Grace Jones delivers an awesome, transcendental performance in Dublin’s Olympia

This was not so much a concert, but an experience, akin to a truly great exhibition at MoMA or a life-changing meal at Noma

 Grace Jones: ”One of the greatest gigs a decent proportion of the audience had ever seen? Probably.” Photograph:  Paul R. Giunta/FilmMagic

Grace Jones: ”One of the greatest gigs a decent proportion of the audience had ever seen? Probably.” Photograph: Paul R. Giunta/FilmMagic

 

Grace Jones ★★★★★
The Olympia Theatre
Wednesday, Sept 22nd

Darkness. A silhouette on stage. Fans turning to each other, lungs expanding in anticipation. A glint of sequins. BOOM. Lights, camera, Grace. This brace of shows in Dublin was always going to be special.

Up until now, Jones’ main link with Ireland has been in her headgear, as a fan of Philip Treacy. But now, with Irish producer Katie Holly of Blinder Films producing a documentary on Jones directed by Sophie Fiennes, there’s a whole new relationship with Irish audiences.

Because the concerts are being shot for that documentary, it added an extra frisson of excitement, and as a result, the floor of the Olympia was pleasantly uncrowded, allowing space for cameras to shoot on 16mm film.

DJs from the club night Mother warmed up the crowd, and then she arrived in a metal skull mask blasting out Slave To The Rhythm, which was performed twice. From the first moment, jaws dropped. What followed was something truly awesome, transcendental even. A icon sang, danced, and performed her heart and soul out.

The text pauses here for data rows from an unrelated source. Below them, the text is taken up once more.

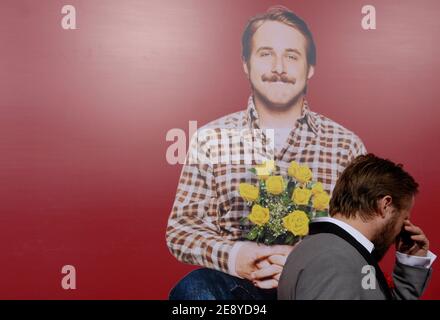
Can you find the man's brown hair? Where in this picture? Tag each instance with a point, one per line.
(366, 180)
(283, 15)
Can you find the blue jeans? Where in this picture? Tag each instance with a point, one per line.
(209, 284)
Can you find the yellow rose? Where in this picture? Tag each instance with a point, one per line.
(321, 201)
(297, 222)
(303, 174)
(317, 188)
(248, 192)
(291, 171)
(275, 185)
(301, 196)
(259, 215)
(265, 169)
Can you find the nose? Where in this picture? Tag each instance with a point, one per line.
(278, 64)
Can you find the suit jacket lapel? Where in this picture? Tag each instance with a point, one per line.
(328, 227)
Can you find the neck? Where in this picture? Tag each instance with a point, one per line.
(278, 117)
(363, 227)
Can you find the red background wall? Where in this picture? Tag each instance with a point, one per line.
(84, 114)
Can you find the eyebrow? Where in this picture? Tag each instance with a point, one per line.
(288, 50)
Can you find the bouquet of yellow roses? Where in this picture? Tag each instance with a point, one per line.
(281, 208)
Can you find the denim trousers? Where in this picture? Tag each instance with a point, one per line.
(209, 284)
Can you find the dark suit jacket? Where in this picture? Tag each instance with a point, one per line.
(325, 266)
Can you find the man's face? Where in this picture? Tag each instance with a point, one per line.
(277, 67)
(386, 236)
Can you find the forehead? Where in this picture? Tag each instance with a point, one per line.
(279, 36)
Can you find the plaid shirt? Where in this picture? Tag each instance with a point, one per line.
(204, 223)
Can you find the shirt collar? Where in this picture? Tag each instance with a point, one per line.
(306, 116)
(352, 231)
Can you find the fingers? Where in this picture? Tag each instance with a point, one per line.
(412, 228)
(266, 251)
(270, 271)
(421, 240)
(278, 259)
(263, 264)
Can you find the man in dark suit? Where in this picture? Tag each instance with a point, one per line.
(370, 210)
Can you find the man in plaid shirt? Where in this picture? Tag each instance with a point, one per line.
(204, 226)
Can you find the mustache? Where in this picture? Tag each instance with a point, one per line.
(276, 77)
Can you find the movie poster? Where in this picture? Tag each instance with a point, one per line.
(103, 105)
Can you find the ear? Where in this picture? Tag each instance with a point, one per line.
(385, 206)
(310, 72)
(245, 68)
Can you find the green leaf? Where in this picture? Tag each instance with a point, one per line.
(253, 234)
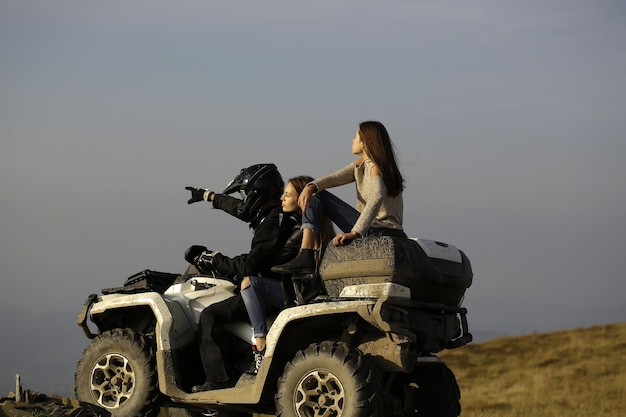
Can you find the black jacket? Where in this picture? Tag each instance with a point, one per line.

The crowd was occasionally stunned into silence between songs, as if we were all trying to digest what we had just seen, how good this was, how special this was, and what a privilege it was to be there to see it unfold.

This was not so much a concert, but an experience, akin to a truly great exhibition at MoMA or a life-changing meal at Noma. Each track became its own individual art piece. The production was bolstered by the fact that it was being filmed, and so the sound was ear-ringingly brilliant, Jones’ band was excellent, and the lighting was fantastic.

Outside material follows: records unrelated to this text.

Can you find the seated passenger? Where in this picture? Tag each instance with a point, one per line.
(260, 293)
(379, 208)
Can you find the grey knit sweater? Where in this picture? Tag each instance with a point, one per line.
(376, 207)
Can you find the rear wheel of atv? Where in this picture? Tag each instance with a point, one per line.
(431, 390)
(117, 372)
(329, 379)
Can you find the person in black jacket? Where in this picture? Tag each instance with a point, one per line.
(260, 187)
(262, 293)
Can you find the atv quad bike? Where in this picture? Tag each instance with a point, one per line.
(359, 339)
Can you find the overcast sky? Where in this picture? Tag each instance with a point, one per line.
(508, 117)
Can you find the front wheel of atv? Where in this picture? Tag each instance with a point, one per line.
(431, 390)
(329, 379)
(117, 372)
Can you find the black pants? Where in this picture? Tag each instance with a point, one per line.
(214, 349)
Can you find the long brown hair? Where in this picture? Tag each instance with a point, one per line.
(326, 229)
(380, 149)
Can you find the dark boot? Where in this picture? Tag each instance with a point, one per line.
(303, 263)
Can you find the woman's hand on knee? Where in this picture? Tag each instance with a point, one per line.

Even for those who have seen Jones perform multiple times, her familiar live moves took on new intensity in such an intimate space; the hula hooping for the extent of the second instalment of Slave To The Rhythm, or the lasers crashing off her Treacy disco ball-esque hat and shining out towards the crowd for the Roxy Music cover Love Is The Drug. She announced the geographical context to some songs, Jamaica for My Jamaican Guy, New York for Pull Up To The Bumper, and Paris for La Vie En Rose, during which audience members in the pit showered her with roses as she lay outstretched on the stage.

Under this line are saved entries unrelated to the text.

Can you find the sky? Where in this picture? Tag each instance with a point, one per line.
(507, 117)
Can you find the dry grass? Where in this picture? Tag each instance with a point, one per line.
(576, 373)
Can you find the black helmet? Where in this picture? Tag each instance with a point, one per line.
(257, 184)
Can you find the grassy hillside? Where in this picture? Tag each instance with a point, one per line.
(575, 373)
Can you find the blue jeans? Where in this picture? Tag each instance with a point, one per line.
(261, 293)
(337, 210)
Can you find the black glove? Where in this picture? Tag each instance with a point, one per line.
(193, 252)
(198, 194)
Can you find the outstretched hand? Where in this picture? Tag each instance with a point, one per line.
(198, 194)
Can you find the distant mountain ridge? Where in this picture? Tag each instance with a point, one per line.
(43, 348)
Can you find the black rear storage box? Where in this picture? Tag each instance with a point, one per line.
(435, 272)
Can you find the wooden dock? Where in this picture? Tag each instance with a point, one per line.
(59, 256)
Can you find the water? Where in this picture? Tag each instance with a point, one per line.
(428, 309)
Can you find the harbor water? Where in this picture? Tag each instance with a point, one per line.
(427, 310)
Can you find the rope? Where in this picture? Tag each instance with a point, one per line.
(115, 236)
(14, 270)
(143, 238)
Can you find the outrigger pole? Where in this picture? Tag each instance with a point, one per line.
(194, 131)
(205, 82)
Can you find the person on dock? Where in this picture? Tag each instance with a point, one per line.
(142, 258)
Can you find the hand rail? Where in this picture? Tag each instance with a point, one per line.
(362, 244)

Everything was a highlight, but Williams Blood, which she reminded the crowd she wrote with Wendy & Lisa of The Revolution was especially emphatic.

With each transition between songs, Jones continued to speak from backstage, narrating her own performance, which included her affection for the Olympia Theatre, and heaping praise on the documentary on Panti, The Queen of Ireland.

An encore of sorts was in fact an opportunity to reshoot This Is, a track performed both second and as a finale, after Hurricane saw a billowing cape unfurl with help from a wind machine, as if Christo and Jeanne-Claude were in town to swaddle the Olympia.

Jones’ DNA twists like a helix through so many contemporary performers – Roisin Murphy, Lady Gaga, FKA twigs – but at 68, her essence is all her own. Her power, her prowess, her presence was and is astonishing. She sang Amazing Grace, but “amazing” undersells this performance. One of the greatest gigs a decent proportion of the audience had ever seen? Probably. It was, at times, overwhelming.